Optimization 10 — Replace inheritance with composition for cold-path classes

Slow:

public class TimedHashMap<K,V> extends HashMap<K,V> {
    private final Map<K, Instant> insertedAt = new HashMap<>();
    @Override public V put(K k, V v) { insertedAt.put(k, Instant.now()); return super.put(k, v); }
    // putAll, putIfAbsent, compute, merge, ... none get timestamped
}

Why it's slow (and broken). Subclassing HashMap exposes 30+ inherited methods, most of which bypass your override (putAll calls put only sometimes, depending on internal implementation). You either over-override or under-override, both wrong.

Better:

public final class TimedMap<K,V> {
    private final Map<K, V> data = new HashMap<>();
    private final Map<K, Instant> insertedAt = new HashMap<>();
    public V put(K k, V v) { insertedAt.put(k, Instant.now()); return data.put(k, v); }
    public V get(K k) { return data.get(k); }
    // expose only what you need
}

Smaller surface, no inherited surprises. The JIT inlines the small wrappers, and you control the contract.

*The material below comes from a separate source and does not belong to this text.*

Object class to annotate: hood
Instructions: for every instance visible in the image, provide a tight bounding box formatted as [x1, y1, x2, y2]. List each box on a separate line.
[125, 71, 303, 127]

Optimization 11 — Use primitives in object headers via record packing

Slow:

public class Pair {
    Object first;
    Object second;
}
Pair[] arr = new Pair[1_000_000];   // 1M Pair objects + their fields = high GC pressure

Why it's slow. Each Pair is its own heap object (24 B header + fields), each Object field points to yet another heap object. Iterating an array of these is ~3 cache lines per element.

Better — use primitive types directly:

record IntPair(int a, int b) {}
IntPair[] arr = new IntPair[1_000_000];

Now each IntPair is 12 (header) + 4 + 4 + 4 (pad) = 24 B with no further pointers — half the cost.

Even better (Valhalla preview):

value record IntPair(int a, int b) {}
IntPair[] arr = new IntPair[1_000_000];   // flat: 8 B per element, no header

When stable, this brings array-of-tuple performance to within ~10% of two parallel int[] arrays.


Optimization 12 — Replace string-keyed switch with enum

Slow:

public Money applyDiscount(String type, Money amount) {
    switch (type) {
        case "WELCOME": return amount.times(0.9);
        case "BLACK_FRIDAY": return amount.times(0.5);
        case "VIP": return amount.times(0.8);
        default: return amount;
    }
}

Why it's slow. String-keyed switch (since Java 7) compiles to hashCode + equals on the strings — two indirections per case, plus the original string was likely allocated from JSON parsing or a database read.

Better:

public enum DiscountType { WELCOME, BLACK_FRIDAY, VIP, NONE }

public Money applyDiscount(DiscountType type, Money amount) {
    return switch (type) {
        case WELCOME      -> amount.times(0.9);
        case BLACK_FRIDAY -> amount.times(0.5);
        case VIP          -> amount.times(0.8);
        case NONE         -> amount;
    };
}

Enum switch compiles to a single tableswitch bytecode based on ordinal(). One ALU op vs two hash + compare. Plus exhaustiveness checking (must handle every enum constant) catches "I added a discount type and forgot to handle it" at compile time.


Methodology

For every change in this file, the discipline is the same:

  1. Profile first. async-profiler -e alloc for allocation hotspots; -e cpu for CPU hotspots. If your "optimization" target isn't in the top 5%, you're polishing a non-bottleneck.
  2. Benchmark with JMH. Microbenchmarks are easy to fool yourself with — @State, @Warmup, @Measurement, Blackhole.consume. Numbers below 1 ns/op or above 1 ms/op should make you suspicious.
  3. Measure both throughput and allocation. -prof gc in JMH reports alloc.rate.norm — bytes allocated per operation. Often the real win.
  4. Confirm with the JIT. -XX:+PrintInlining, -XX:+PrintEliminateAllocations, -XX:+PrintAssembly (with hsdis). For 95% of code you don't need these — but for the hot 5% they're decisive.
  5. Test invariants didn't change. A faster equals that breaks the contract is not an optimization; it's a corrupted dataset waiting to happen.

The biggest performance wins from class design — by far — are fewer allocations, better locality, and smaller objects. Tweaking individual methods rarely moves the needle. Restructuring the data does.